Öncelikle belirtmek gerekir ki, ülkemizin birliği ve bütünlüğünün korunması, sadece Türk milliyetçilerinin ve milliyetçi aydın ve fikir adamlarının değil ülkesini sevdiğini söyleyen herkesin üzerinde titremesi zorunlu bir husustur. Bununla birlikte, Türkiye’nin bu zor günlerinde herkesten çok Türk milliyetçilerine büyük sorumluluk ve görevler düşmektedir. Fakat üzülerek ifade etmemiz gerekiyor ki, Türk milliyetçileri maalesef bugün bu görevlerini ifa edecek güçten uzak bulunuyorlar. Milliyetçiler ne siyasî, ne iktisadî, ne de fikrî alanda yeterince etkili değiller. Medyada sesleri çok cılız çıkıyor, o da çoğunlukla milletin tarihî ve kültürel değerleriyle kavgalı bir nevzuhur “ulusalcılık” ile karışık olarak.

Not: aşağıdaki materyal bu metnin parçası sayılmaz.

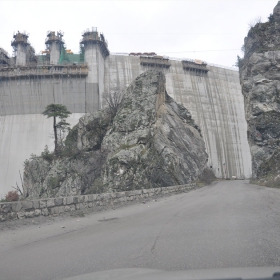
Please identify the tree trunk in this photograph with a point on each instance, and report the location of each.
(55, 136)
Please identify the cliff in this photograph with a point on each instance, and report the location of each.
(260, 81)
(150, 142)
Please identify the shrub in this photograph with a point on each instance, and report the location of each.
(12, 196)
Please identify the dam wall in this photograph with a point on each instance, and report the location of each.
(212, 94)
(215, 101)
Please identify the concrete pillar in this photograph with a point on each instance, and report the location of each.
(96, 50)
(54, 52)
(54, 44)
(21, 55)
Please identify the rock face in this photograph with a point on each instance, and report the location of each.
(151, 142)
(260, 81)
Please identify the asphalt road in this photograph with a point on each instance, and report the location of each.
(228, 224)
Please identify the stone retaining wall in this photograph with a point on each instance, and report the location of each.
(83, 203)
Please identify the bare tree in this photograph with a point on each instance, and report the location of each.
(254, 21)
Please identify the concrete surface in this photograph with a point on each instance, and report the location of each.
(225, 225)
(214, 100)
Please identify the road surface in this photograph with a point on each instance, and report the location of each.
(227, 224)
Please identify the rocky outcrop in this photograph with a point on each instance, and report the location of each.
(260, 81)
(151, 142)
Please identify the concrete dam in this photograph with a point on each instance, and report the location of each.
(29, 82)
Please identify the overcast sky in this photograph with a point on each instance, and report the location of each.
(210, 30)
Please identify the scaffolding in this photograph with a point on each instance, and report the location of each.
(93, 37)
(195, 65)
(4, 58)
(157, 61)
(21, 38)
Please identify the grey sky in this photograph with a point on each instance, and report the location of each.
(211, 30)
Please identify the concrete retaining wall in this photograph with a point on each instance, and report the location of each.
(84, 203)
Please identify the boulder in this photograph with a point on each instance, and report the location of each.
(150, 142)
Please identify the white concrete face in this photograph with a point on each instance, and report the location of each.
(21, 55)
(214, 100)
(22, 135)
(31, 96)
(95, 78)
(54, 53)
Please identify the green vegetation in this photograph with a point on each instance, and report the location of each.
(57, 111)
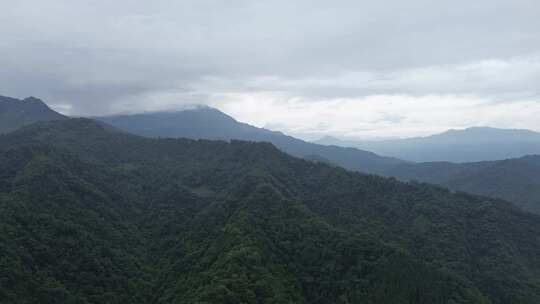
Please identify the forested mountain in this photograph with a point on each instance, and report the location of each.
(468, 145)
(15, 113)
(516, 180)
(209, 123)
(91, 215)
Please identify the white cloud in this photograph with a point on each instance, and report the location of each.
(378, 115)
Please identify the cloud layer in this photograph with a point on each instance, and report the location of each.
(391, 68)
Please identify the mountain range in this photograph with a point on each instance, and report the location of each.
(514, 180)
(89, 214)
(468, 145)
(15, 113)
(210, 123)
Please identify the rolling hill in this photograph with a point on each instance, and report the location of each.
(210, 123)
(92, 215)
(516, 180)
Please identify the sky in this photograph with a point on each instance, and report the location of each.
(309, 68)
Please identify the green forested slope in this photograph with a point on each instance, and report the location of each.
(88, 215)
(516, 180)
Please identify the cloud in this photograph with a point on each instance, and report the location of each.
(103, 57)
(378, 116)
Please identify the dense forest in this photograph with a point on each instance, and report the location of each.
(516, 180)
(92, 215)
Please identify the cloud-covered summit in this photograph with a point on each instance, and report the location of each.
(364, 62)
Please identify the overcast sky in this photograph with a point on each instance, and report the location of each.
(306, 67)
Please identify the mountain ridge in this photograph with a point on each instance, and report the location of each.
(466, 145)
(15, 113)
(210, 123)
(189, 221)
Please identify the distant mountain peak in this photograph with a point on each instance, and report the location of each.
(15, 113)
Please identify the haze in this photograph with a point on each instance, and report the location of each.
(353, 69)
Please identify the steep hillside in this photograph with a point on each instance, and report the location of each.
(209, 123)
(89, 215)
(15, 113)
(516, 180)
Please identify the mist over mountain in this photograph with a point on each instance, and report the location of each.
(210, 123)
(15, 113)
(468, 145)
(92, 215)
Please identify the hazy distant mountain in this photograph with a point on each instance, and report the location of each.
(210, 123)
(15, 113)
(468, 145)
(91, 215)
(516, 180)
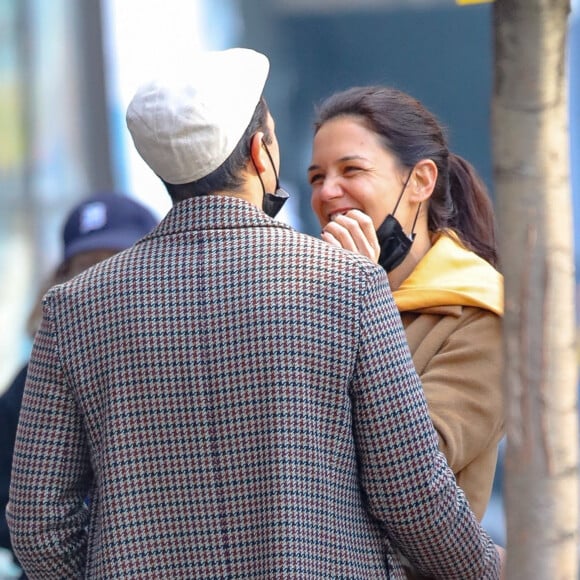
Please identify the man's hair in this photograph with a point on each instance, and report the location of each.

Osmanlı Devletinin dağılma döneminde Türk milletinin yeniden diriliş hamlesinin fikrî ve kültürel temellerini atan ve inşa eden Türk Ocakları bünyesindeki Türk milliyetçileri olarak, 21. Yüzyılda Türk milletinin, Türk dünyasının ve İslam aleminin yeniden yükselişinin ancak yeni bir medeniyet tasavvuru çerçevesinde girişilecek yeni bir atılımla gerçekleşeceğine inanıyoruz. Böyle bir hamlenin başlatılmasının ilk ve en temel şartı “tecdid-i iman” yani inancımızı tazelemektir. Bunun yolu ise Hz. Peygamberin yukarıda zikredilen hadisinde belirtildiği üzere, öncelikle birbirimizi sevmemizden geçiyor.

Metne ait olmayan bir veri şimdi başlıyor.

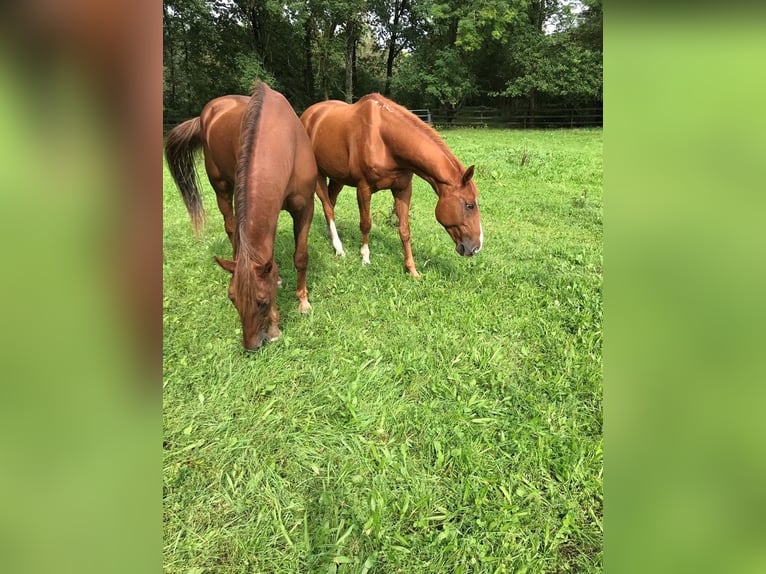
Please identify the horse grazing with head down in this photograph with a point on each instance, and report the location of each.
(377, 144)
(257, 152)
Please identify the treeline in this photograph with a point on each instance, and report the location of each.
(438, 54)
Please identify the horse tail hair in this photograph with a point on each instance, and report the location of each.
(180, 147)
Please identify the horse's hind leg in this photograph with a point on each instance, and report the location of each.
(328, 196)
(224, 197)
(402, 198)
(301, 225)
(363, 196)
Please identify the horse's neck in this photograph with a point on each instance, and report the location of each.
(427, 158)
(258, 239)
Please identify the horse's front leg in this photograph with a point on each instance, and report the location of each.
(363, 196)
(328, 196)
(301, 226)
(402, 198)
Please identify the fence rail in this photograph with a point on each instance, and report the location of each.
(493, 118)
(551, 118)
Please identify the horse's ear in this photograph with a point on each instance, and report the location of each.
(226, 264)
(468, 175)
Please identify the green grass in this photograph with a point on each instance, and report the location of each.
(451, 424)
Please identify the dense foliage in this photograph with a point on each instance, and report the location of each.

Rahmetli Galip Erdem’in bu hadisten ilham alan şu sözü geçerliliğini koruyor: “En büyük eksiğimiz hâlâ birbirimizi yeterince sevmeyi öğrenememiş olmamızdır.” Millet olarak, asırlar öncesinden bize seslenen Bilge Kağan’ın sözünü gerçek anlamda idrak etmek ve gereğini yerine getirmeliyiz. Evet Türk milliyetçileri “titre”yip “kendi(leri)ne dön”melidirler. Milliyetçiliğin milleti, ona rağmen değil, bütün yönleriyle sevmek ve yükseltmek olduğu şuurunu yeniden kazanmalıyız.

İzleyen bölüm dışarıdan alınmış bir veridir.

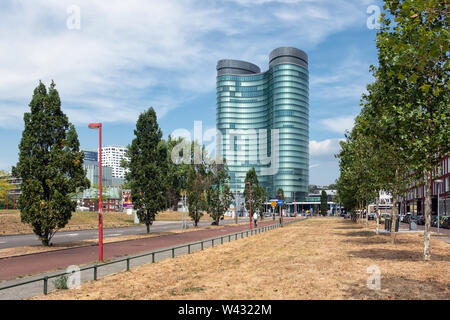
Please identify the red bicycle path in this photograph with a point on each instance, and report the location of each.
(32, 264)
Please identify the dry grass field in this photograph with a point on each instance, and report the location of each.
(10, 221)
(320, 258)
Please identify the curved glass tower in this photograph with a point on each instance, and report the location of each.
(263, 121)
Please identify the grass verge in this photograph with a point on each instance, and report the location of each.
(320, 258)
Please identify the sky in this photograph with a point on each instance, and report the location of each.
(111, 60)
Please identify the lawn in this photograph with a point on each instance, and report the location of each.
(10, 220)
(320, 258)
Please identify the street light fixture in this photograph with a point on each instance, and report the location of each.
(98, 126)
(250, 191)
(438, 181)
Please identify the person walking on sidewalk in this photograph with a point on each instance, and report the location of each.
(255, 219)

Ülkücülük iddiasına sahip milliyetçilerin sen-ben kavgası ile vakit ve enerji harcaması milletimiz için gerçekten üzüntü verici bir durum. Hiç şüphesiz insanların nefsanî talepleri olabilir ama her daim bir muhasebe ve murakebe içinde olmak en başta gelen vazifemizdir. Hz. Peygamberin en büyük cihad dediği, işte bu mücadeledir. Ülkücü, nefsinin ve enaniyetin esiri olmayan, diğerkâm insan demektir. Türk milliyetçileri öncelikle böyle bir anlayışla kenetlenmeli ve bu kenetlenmeden sağlayacakları enerjiyle (İbn Haldun’un tabiriyle, asabiye ile) 21. Yüzyılda kendi medeniyet iddialarını ortaya koyma çabasına girişmelidir.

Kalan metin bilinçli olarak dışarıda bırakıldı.